Born in 1955, I've always been fascinated atomic and hydrogen bombs - Enitetok and Bikini loomed large over the cold war. My father, an Australian Navy man and later electrical engineer appears to have been, although we never discussed it - I have a book from his library called Atomic Challenge that I kept for my own, including B/W pictures.

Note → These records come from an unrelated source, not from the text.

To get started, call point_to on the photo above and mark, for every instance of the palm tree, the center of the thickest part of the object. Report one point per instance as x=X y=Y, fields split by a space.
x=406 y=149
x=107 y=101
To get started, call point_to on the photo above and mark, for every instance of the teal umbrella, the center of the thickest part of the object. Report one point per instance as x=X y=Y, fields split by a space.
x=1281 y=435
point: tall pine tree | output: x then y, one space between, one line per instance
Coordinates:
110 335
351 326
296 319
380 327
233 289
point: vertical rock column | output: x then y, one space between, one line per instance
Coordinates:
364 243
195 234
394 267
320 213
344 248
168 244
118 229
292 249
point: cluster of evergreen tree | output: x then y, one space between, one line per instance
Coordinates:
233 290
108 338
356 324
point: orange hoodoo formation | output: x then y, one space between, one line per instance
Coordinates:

I was prompted to write The Wanderer after reading a story called The Lost Leonardo by J.G. Ballard, from his collection The Terminal Beach. You can see my notes on the Wanderer to learn more about it, but little was borrowed from Ballard other than the particular name used for the "Wandering Jew". Ballard was a master of tales of apocalyptic landscapes: The Drowned Word, The Wind From Nowhere, The Drought, and many more, including his short story of the same title as the collection above. The Terminal Beach is a hypnotic meandering on Eniwetok by the protagonist. At one stage he encounters the corpse of a dead Japanese soldier from WW2. So I have leant a little bit on this framework of atoll/corpse and explosion and I acknowledge that here. The poem borrows heavily on what and how Ballard wrote (titled subsections, the corpse, etc.) The imagery is hopefully mostly my own. But consider it as a fairly tight homage to Ballard and his work. Without The Terminal Beach, this poem would never have been written.
The threat remains, as Kim Jong Un reminds us regularly.